Generative AI applications are not search engines, so have no access to real-time information. This makes them unsuited to any news-type content, or content that requires access to the latest information – e.g. concerning compliance, trends, and so on. ChatGPT and other AI applications use a Natural Language Processing (NLP) model, which generates content based on the data they have been trained on. These applications are coded to learn patterns, structures, and nuances from this data, which they then use to predict an appropriate answer to the user's query. If the source material is out of date, the AI system will reflect these inaccuracies in its output.
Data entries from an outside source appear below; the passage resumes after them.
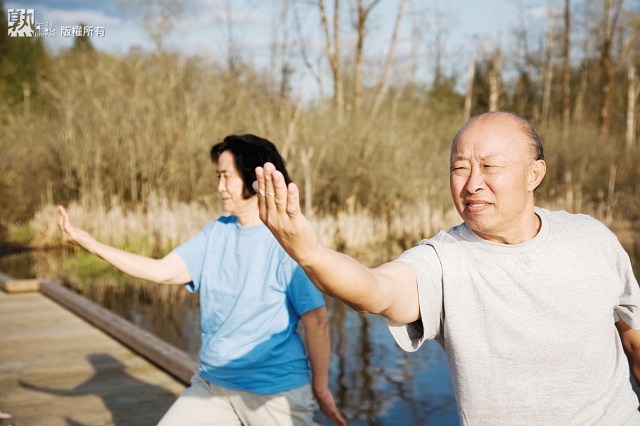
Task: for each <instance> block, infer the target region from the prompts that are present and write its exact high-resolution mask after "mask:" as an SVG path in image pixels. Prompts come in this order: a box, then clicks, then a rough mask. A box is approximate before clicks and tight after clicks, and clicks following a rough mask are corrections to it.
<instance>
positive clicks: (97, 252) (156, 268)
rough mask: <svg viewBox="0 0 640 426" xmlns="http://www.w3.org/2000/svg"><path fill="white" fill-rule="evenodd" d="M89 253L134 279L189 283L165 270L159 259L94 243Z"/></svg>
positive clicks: (187, 281)
mask: <svg viewBox="0 0 640 426" xmlns="http://www.w3.org/2000/svg"><path fill="white" fill-rule="evenodd" d="M89 252H90V253H92V254H94V255H96V256H98V257H100V258H102V259H104V260H106V261H107V262H109V263H110V264H112V265H113V266H115V267H116V268H118V269H119V270H121V271H122V272H124V273H125V274H127V275H130V276H132V277H135V278H141V279H144V280H148V281H152V282H154V283H158V284H184V283H186V282H189V280H188V279H186V277H183V278H182V279H179V276H177V275H178V274H176V273H175V272H173V271H172V270H171V269H170V268H167V265H166V263H167V262H166V261H163V260H160V259H152V258H149V257H145V256H140V255H137V254H133V253H128V252H126V251H123V250H120V249H117V248H115V247H111V246H108V245H106V244H102V243H96V244H95V246H94V247H92V248H91V250H90V251H89ZM174 256H175V255H174ZM185 280H186V281H185Z"/></svg>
Unfortunately, an AI system, devoid of cognitive abilities, has no ability to inherently recognise whether the information it is using is relevant to the query or not. 
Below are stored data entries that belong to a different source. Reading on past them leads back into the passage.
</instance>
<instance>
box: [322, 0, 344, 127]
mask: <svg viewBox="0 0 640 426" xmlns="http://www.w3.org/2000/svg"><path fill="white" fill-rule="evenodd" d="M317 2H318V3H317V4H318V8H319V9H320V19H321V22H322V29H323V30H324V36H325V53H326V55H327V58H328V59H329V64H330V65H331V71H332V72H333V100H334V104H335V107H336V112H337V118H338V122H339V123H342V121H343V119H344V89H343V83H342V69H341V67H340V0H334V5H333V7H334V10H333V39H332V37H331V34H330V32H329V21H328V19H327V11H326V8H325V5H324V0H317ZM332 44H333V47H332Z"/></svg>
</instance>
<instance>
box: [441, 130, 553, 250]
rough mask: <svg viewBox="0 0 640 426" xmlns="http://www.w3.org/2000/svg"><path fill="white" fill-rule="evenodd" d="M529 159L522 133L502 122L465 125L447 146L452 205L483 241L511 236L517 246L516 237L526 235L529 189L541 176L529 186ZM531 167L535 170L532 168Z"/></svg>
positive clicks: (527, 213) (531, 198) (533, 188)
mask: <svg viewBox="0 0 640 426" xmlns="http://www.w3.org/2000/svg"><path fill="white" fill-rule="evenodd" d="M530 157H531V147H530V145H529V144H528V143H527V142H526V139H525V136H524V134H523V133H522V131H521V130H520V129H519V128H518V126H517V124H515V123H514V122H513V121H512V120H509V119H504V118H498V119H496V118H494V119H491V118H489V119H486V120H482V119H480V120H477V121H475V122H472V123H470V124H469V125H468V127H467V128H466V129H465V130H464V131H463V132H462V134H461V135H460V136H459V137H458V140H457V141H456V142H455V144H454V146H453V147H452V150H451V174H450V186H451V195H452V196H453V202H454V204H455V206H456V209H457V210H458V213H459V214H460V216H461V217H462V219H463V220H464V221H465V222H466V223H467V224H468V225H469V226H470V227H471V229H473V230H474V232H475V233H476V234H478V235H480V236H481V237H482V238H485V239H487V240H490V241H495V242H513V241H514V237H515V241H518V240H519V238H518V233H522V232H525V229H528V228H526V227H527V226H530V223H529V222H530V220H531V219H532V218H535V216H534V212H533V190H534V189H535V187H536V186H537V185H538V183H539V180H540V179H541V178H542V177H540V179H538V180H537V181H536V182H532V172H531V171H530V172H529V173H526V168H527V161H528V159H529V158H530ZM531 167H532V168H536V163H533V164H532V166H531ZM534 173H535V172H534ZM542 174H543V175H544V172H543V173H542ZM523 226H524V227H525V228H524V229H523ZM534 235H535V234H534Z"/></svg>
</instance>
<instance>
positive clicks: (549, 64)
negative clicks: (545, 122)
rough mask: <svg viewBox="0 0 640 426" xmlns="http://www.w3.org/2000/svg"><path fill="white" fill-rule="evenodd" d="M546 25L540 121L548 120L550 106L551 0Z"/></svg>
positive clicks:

For example, an AI application trained on out-of-date industry regulations will not be aware of recent changes, leading to the creation of content that is no longer accurate. As a human being and a professional in your sector, you would know, but a software algorithm has no way of judging. From the AI’s perspective, if the answer is in its dataset and it sounds like it fits your query, then that’s what you’ll get! How often the datasets of ChatGPT and other applications are updated and refreshed is an interesting question, but there’s no getting away from the pitfall that AIs are only as good as their most recent dataset.
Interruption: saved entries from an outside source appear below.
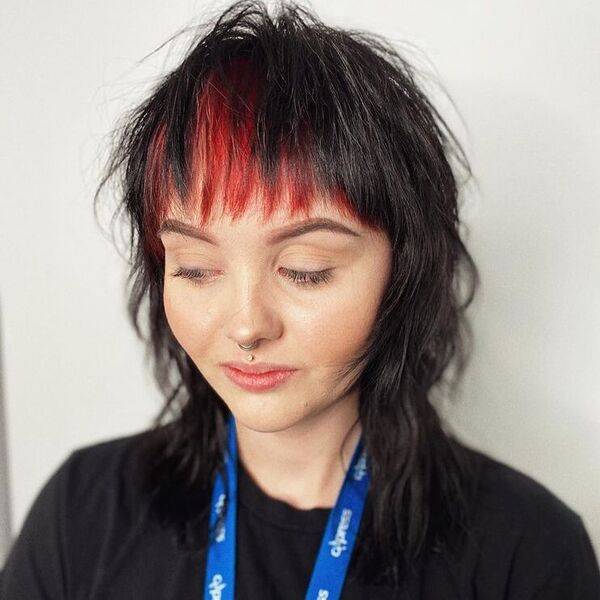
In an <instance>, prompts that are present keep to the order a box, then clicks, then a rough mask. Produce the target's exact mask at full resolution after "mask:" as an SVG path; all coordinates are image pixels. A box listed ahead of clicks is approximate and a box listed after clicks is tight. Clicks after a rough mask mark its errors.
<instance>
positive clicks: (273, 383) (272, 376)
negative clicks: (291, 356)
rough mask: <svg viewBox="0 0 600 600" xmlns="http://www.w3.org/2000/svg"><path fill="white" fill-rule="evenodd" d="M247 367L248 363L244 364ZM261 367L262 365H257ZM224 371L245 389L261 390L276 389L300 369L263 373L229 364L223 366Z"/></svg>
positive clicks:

To get around the issue of redundant and obsolete data, many AI systems operate on a last in, first out (LIFO) mechanism, which gives heavy precedent to their most recent training data at the expense of older material. Unfortunately, this can lead to the propagation of low quality or inaccurate information within AI generated content simply because this is ‘newer’ than evergreen content that might be more accurate or relevant. 

Low Quality And Inaccurate Source Material

The primary datasets used by AI applications are largely drawn from the Internet, and unfortunately, the Internet is rife with misinformation, inaccuracies, and outright lies. As it stands, AI software isn’t capable of distinguishing between truth and falsehood. It’s all just data to the software, and if the algorithm considers that a particular item of data has the highest probability of matching the user’s input query, then it will be included in the content, true or not. 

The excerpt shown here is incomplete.